[Mb-civic] Corruption as Usual - Anne Applebaum - Washington Post
William Swiggard
swiggard at comcast.net
Wed Sep 28 04:03:04 PDT 2005
Corruption as Usual
By Anne Applebaum
Wednesday, September 28, 2005; Page A21
Two hurricanes have now hit Louisiana, wreaking terrible destruction.
New Orleans continues to flood. Hundreds of thousands of people are
scattered across the country, many in shelters. Given the scale of the
calamity, surely it's time for Louisiana politicians to stop, assess the
damage and work out the most rational way to help their state recover.
Surely this is not the time for the government to write blank checks,
for legislators to get greedy about unnecessary canals in their
districts, or for federal agencies to launch projects that make future
flooding more likely. Surely this is the time to spend money wisely. Right?
Wrong -- and if you thought otherwise, then you, like me, are still
learning how deeply corrupt America's legislative branch has become.
Most of the time, members of Congress don't accept cash bribes in
unmarked envelopes. Most of the time, senators don't pay for their
daughters' wedding receptions out of government slush funds. Most of the
time, American politicians don't put their ill-gotten gains into
numbered Swiss bank accounts or get the Mafia to launder their money.
But corruption comes in many forms, and in this country it comes in the
dull-sounding, unglamorous, switch-off-the-television form of
infrastructure appropriations.
Exhibit A is the Louisiana congressional delegation's new request for
$250 billion in hurricane reconstruction funds. As a Post editorial
pointed out yesterday, this money -- more than $50,000 per Louisiana
resident -- would come on top of the $62.3 billion Congress has already
appropriated, on top of the charitable donations, on top of the
insurance payouts. Among other things, the proposal demands $40 billion
of new Army Corps of Engineers spending, 16 times more than the Corps
says it needs to protect New Orleans from a Category 5 hurricane.

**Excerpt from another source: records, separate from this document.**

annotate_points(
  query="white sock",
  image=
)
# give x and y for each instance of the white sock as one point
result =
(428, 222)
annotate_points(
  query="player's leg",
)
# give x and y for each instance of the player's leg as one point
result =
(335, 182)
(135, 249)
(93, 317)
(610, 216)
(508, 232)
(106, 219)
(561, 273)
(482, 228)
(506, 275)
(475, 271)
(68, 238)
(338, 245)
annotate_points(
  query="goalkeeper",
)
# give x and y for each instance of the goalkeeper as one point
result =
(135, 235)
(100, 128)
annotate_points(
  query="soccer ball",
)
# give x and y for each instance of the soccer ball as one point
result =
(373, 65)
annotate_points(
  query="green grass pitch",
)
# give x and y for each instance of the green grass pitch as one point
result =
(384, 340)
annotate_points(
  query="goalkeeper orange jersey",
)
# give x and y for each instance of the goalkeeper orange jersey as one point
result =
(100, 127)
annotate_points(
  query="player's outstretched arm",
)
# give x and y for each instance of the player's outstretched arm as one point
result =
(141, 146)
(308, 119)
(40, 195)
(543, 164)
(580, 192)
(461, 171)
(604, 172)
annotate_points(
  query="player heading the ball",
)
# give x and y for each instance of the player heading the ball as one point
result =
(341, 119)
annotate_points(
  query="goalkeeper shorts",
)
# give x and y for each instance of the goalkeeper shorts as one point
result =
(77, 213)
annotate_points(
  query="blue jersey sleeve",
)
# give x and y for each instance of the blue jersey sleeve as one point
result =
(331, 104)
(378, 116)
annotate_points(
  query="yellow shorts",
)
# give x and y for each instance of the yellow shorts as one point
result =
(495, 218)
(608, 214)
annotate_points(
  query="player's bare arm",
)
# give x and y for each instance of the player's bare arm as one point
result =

Despite the fact that previous Corps projects drained Louisiana's
coastal wetlands, thereby destroying what could have been a natural
buffer against at least some of the Rita and Katrina storm surges, the
proposal calls for a suspension of environmental reviews. Despite the
fact that Louisiana spent hundreds of millions of dollars on water
projects that turned out to be unnecessary, or even damaging, the
proposal makes it possible to suspend cost-benefit analyses.
In its scale and sheer disregard for common sense, the Louisiana
proposal breaks new ground. But I don't want to single out Louisiana:
After all, the state's representatives are acting logically, even if
they aren't spending logically. They are playing by the rules of the
only system for distributing federal funds that there is, and that
system allocates money not according to the dictates of logic, but to
the demands of politics and patronage.